Opportunistic fungal pathogens such as Candida albicans have become a significant risk to human health causing infections that range in severity based upon the underlying immune status of the patient. Despite treatment with current antifungal compounds the mortality of invasive fungal infection patients is unacceptably high, between 30-95% in certain clinical settings. There are a number of problems in treating patients with life- threatening fungal infections. There is only a very limited number of clinically approved drugs from 3 main classes that have limitations in spectrum of activity, associated toxic side-effects, and worryingly drug resistance has evolved due to extensive prophylaxis and new species with multi-drug resistance have emerged. There is a clear clinical need for more efficacious therapeutics to combat invasive fungal infections.
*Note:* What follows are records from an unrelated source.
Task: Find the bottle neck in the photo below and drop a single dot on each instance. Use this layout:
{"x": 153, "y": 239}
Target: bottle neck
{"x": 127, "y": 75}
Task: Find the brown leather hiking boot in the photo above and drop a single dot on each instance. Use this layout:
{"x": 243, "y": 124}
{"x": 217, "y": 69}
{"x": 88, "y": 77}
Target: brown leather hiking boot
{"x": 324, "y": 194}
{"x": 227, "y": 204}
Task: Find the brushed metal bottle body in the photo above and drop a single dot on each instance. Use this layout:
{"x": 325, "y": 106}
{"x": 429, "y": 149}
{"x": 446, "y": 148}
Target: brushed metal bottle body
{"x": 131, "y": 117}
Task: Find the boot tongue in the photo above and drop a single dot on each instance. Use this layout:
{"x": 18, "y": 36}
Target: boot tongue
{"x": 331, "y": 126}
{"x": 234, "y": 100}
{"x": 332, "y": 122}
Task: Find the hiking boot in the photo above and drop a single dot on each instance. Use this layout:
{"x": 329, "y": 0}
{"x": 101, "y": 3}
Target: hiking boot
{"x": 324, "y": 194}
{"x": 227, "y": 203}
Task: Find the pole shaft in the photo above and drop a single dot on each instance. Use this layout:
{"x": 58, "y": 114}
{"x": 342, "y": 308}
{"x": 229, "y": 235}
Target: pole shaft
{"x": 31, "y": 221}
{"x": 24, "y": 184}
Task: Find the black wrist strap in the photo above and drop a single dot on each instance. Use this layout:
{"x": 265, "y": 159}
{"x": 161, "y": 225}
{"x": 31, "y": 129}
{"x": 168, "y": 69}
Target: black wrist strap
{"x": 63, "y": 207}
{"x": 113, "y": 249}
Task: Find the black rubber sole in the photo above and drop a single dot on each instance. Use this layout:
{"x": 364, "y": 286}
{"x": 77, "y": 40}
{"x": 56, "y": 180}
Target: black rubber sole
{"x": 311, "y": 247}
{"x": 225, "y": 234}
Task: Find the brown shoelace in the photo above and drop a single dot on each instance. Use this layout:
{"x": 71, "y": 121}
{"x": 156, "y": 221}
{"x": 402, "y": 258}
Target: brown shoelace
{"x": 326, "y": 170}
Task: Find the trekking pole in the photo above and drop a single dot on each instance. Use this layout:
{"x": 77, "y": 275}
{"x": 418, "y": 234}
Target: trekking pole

An early human defence mechanism to combat invading pathogens is the induction of antimicrobial peptides, produced naturally by a range of mammalian cells. Antimicrobial peptides have cidal activity against micro- organisms due to their membranolytic properties and also have the ability to modulate the immune system. Antimicrobial peptides have enormous potential as next generation therapeutics against a wide range of micro-organisms.

This translational project brings together 3 supervisors with the necessary know-how and complimentary expertise to develop novel peptide-based antifungal therapies. Industrial partners Ingenza Ltd have developed a novel, high throughput screening platform to identify linear peptides with antifungal activity. The peptide library design will be guided by in silico analysis and expertise from IBM Research (Science and Technologies Facilities Council, Hartree Centre), their input to peptide design would be sought from Ingenza’s current multi- year collaborative programme with IBM. Screens will be performed of peptide libraries against the major yeast pathogen C. albicans and the recently emerged drug resistant species Candida auris. Hit peptides will be macrocyclised using the expertise of Dr Houssen in chemical and synthetic biology and the various macrocyclases developed in his lab1,2. The cyclic peptide derivatives will be assessed for antifungal activity and lead peptides will be tested in pre-clinical studies including detailed mechanism of action studies using fluorescence and electron microscopy.

The efficacy and stability of the peptides will be tested in mini-host infection models and under in vivo/host mimetic conditions. The student will gain experience of working in both academic and industrial laboratories. They will acquire training in basic microbiology, culturing fungi, growth assays, drug susceptibility testing, biochemistry, enzyme heterologous expression and purification, fluorescence and electron microscopy, biofilm assays, Galleria mellonella invertebrate infection model.

References:
1- C. Alexandru-Crivac, C. Umeobika, N. Leikoski, J. Jokela, K. Rickaby, A. Grilo, P. Sjö, A. Plowright, M. Idress, E. Siebs, A. Nneoyi-Egbe, M. Wahlsten, K. Sivonen, M. Jaspars, L. Trembleau, D. P. Fewer, W. E. Houssen# (2017) “Cyclic Peptide Production Using a Macrocyclase with Enhanced Substrate Promiscuity and Relaxed Recognition Determinants” ChemComm 53, 10656-10659.

2- J. Koehnke,* A. Bent,* W. Houssen,* D. Zollman, F. Morawitz, S. Shirran, J. Vendome, A. Nneoyiegbe, L. Trembleau, C. Botting, M. Smith, M. Jaspars, J. Naismith (2012) “The mechanism of patellamide macrocyclization revealed by the structural and biochemical characterization of the PatG macrocyclase domain” Nat. Struct. Mol. Biol. 19, 767-772.